Australia not only failed in their bid, they suffered humiliation. Presumably, we can with great legal rectitude report that Down Under the reaction was not entirely devoid of the suspicion that Australia had lost in something rather less than a fair fight.
Fifa may believe it has survived the worst of its potential embarrassment with Blatter's re-election by acclamation and imposing of pariah status on Bin Hammam and the long notorious Jack Warner of Trinidad. It may believe the hardest battles have been fought and the future, relatively speaking, has been assured on a platitudinous wave of good intentions.
It is, of course, gravely mistaken, whatever the lawyers advise. The worst, surely, is yet to come. It will accompany, quite relentlessly, every shred of evidence that the Qatar World Cup is not to be aborted at the first convenient opportunity. The more certain it becomes, the greater will be the disbelief – and the revulsion.
We've known for some time that Fifa is shot through with graft and the worst kind of political opportunism. Qatar, though, will provoke still another charge – one that says that in the end it went completely mad.
Cavendish's courage returns Tour to rightful place in hearts
Something truly remarkable was achieved by the 2011 Tour de France, which on Sunday night was celebrated in Paris with more than a faint echo of the glory which used to accompany such a man as Eddy Merckx, the Cannibal, dining with whom used to be considered one of the greatest honours available to the King of the Belgians.
It managed, despite years of gut-wrenching exposure of a deep-dyed drugs culture, to remind us of the essential courage of the men who embrace its rapacious physical and psychological demands.
Much more than a minor caveat, of course, is the same understandable worry that came, inevitably, in the wake of Usain Bolt's extraordinary dash to gold in Beijing three years ago and which has dropped like the other malevolent shoe so regularly for so long in the months following the Tour.
Yet beyond the fears of new revelations of chemical contamination is the powerful sense of a new desire for the great race to return to its old place in the minds, and especially the hearts, of all those who love sport.
Not so long ago the precise opposite was true.

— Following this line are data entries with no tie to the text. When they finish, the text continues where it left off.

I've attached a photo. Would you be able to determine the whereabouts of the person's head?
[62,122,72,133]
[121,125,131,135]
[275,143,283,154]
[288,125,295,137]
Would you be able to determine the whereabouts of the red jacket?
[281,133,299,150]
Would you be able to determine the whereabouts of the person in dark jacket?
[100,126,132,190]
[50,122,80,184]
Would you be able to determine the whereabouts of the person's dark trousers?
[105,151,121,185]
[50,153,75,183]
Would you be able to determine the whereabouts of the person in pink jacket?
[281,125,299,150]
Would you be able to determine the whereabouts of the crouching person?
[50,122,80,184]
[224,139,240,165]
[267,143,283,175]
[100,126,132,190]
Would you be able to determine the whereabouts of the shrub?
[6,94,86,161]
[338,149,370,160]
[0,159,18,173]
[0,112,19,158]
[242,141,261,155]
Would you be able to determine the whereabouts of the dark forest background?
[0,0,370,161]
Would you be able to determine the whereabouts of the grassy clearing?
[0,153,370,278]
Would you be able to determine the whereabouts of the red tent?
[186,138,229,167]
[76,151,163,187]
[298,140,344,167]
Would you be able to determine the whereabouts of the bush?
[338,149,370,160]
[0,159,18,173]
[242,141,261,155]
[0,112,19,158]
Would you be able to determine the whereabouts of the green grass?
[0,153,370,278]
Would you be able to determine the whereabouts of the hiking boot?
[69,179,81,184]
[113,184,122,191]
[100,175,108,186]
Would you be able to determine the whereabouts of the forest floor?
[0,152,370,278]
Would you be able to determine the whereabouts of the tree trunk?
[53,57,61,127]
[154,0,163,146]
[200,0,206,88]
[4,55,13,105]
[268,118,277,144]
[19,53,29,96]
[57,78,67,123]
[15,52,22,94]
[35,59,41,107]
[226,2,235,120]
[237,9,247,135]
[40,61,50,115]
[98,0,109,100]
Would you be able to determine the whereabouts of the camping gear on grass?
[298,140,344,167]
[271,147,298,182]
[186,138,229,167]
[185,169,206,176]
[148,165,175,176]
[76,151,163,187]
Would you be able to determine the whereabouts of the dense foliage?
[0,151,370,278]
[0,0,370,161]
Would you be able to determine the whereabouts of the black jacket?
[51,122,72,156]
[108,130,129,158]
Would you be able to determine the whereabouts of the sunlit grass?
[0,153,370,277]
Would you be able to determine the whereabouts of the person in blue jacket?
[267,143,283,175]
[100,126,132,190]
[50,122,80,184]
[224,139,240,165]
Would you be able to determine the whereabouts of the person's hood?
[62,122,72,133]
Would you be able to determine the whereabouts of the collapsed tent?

There was a seeping, irresistible tide of cynicism. Not this year, it seemed. Not after the passionate eruptions of Mark Cavendish. Not after the phenomenal mountain attack of Andy Schleck. Not after the remorseless reeling in of the field by the Aussie Cadel Evans – or the gallantry of native son Thomas Voeckler at Alpe D'Huez, a feat sure to survive much more vividly than his tragicomic mishap after taking the wrong turn up a garden driveway.
No one is saying the Tour is cured. Only that it has made a magnificent statement about the desirability of a continued and maybe healthier life.
Brian tells Gambhir: when you field Close in, keep your eye on the ball
When india's opening batsman and close fielder Gautam Gambhir was helped from the field after receiving a ferocious hit from a pull by Matt Prior it was a reminder that, for all the safety apparatus of modern cricket, volunteering for duty in the suicide alley of short leg is still probably the second-last option before drawing the short straw.
Also called to mind was that time at Edgbaston when Brian Close, captain of Yorkshire and England, took one flush on his bald crown. Visited in the dressing room later, he giggled and reported, with workaday professional pride, that his only concern had been that someone should catch the ball as it looped up off his head.
In all the tumult of the Lord's Test, there was one certainty. A notable absentee from sympathy for the distraught Gambhir was D B Close. His invariable advice in such circumstances is that you should always try to keep your eye on the ball.